Selain pengertian di atas, masih banyak definisi lain yang berusaha memaknai kata hijrah, sehingga Nabi Muhammad saw merasa perlu menjelaskan batasan yang kongkrit tentang hakikat hijrah. Dalam sabdanya, Nabi menegaskan bahwa “al-Muhajir man haajara ma nahaahu Allah”. Artinya, seseorang disebut hijrah apabila ia mampu meninggalkan larangan Allah”.

Definisi yang diutarakan Nabi ini memberi pencerahan baru bagi umat Islam yang saat itu masih memahami arti hijrah hanya sebatas pindah tempat. Definisi ini sekaligus juga “mematahkan” pemahaman sebagian sahabat yang merasa telah berada di “zona nyaman”. Mengingat, mereka telah menetap bersama Nabi di Madinah, setelah sebelumnya mereka berjuang keras meninggalkan Mekah yang merupakan kampung halaman dengan sejuta kenangan.

Zona nyaman yang penulis maksudkan adalah status sebagai kaum muhajirin yang dalam beberapa ayat maupun hadis, posisi mereka sangat mulia di sisi Allah dan bahkan telah dijanjikan surga. Perasaan berada dalam zona nyaman inilah yang kemudian dipatahkan oleh Nabi melalui hadis tentang hakikat orang yang berhijrah. Bahwa, hijrah tidak hanya sebatas pindah tempat, tidak hanya sekali dua kali, tidak cukup berada di kota Nabi. Namun, hijrah lebih universal maknanya, harus kontinyu meninggalkan larangan Allah, dan itu bisa dilakukan oleh siapa, kapan, dan dimana saja.

Jadi, sangat beralasan jika Khalifah Umar bin Khattab menetapkan peristiwa hijrah sebagai bulan pertama dari kalender Islam, sekaligus menamakannya “Tahun Hijriyah”. Salah satu alasannya agar pergantian tahun memberi semangat baru bagi umat Islam. Setiap tahun baru tiba, harus ada evaluasi diri terhadap masa yang masa lalu sebagai pijakan untuk merencanakan program baru dan melangkah mantap di masa depan.

Itulah hikmah hijrah. Apa yang terjadi di masa lalu adalah pelajaran, yang terjadi saat ini adalah kenyataan, dan yang akan terjadi esok adalah harapan. Semua rangkaian ini harus didasari oleh niat yang tulus dan ikhlas karena Allah semata.

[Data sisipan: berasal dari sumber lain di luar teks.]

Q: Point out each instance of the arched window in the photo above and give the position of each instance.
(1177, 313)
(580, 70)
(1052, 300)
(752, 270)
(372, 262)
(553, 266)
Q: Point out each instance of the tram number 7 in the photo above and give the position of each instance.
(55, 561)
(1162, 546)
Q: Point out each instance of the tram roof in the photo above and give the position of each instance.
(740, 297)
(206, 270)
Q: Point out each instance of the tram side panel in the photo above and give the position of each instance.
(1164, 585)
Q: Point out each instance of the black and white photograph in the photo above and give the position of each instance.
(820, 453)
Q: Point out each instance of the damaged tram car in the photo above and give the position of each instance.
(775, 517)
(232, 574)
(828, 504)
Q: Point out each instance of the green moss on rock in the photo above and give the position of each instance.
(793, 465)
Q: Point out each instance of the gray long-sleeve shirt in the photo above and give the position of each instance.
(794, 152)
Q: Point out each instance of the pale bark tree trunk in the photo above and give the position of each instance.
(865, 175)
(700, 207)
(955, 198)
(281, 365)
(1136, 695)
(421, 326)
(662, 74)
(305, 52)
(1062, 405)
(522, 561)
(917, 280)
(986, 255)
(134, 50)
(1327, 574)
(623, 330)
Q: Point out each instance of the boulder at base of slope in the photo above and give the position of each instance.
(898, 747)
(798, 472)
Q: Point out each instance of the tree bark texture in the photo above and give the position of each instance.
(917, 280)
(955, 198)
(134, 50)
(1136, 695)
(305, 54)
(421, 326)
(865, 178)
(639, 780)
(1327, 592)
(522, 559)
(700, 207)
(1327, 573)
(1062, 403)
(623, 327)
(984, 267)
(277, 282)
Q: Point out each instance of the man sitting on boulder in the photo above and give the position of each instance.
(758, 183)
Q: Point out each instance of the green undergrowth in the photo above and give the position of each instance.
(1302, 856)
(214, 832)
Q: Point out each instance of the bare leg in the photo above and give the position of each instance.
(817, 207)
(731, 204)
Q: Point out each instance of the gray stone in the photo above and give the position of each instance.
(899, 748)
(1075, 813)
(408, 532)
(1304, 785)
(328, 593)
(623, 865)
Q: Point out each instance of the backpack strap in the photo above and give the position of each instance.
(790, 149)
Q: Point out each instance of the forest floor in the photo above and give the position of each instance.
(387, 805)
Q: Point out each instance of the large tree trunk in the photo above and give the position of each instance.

Pentingnya niat ini dibuktikan dengan adanya hadis Nabi tentang niat yang disampaikan menjelang hijrah dari Mekah ke Madinah.

Hadis panjang seputar niat itu menjelaskan bahwa amal perbuatan harus disertai niat. Siapa yang berhijrah demi Allah, maka baginya pahala yang besar di sisi Allah. Tapi, siapa yang berhijrah untuk tujuan dunia, tahta dan wanita, maka dia hanya akan memperoleh itu saja, tidak ada pahala.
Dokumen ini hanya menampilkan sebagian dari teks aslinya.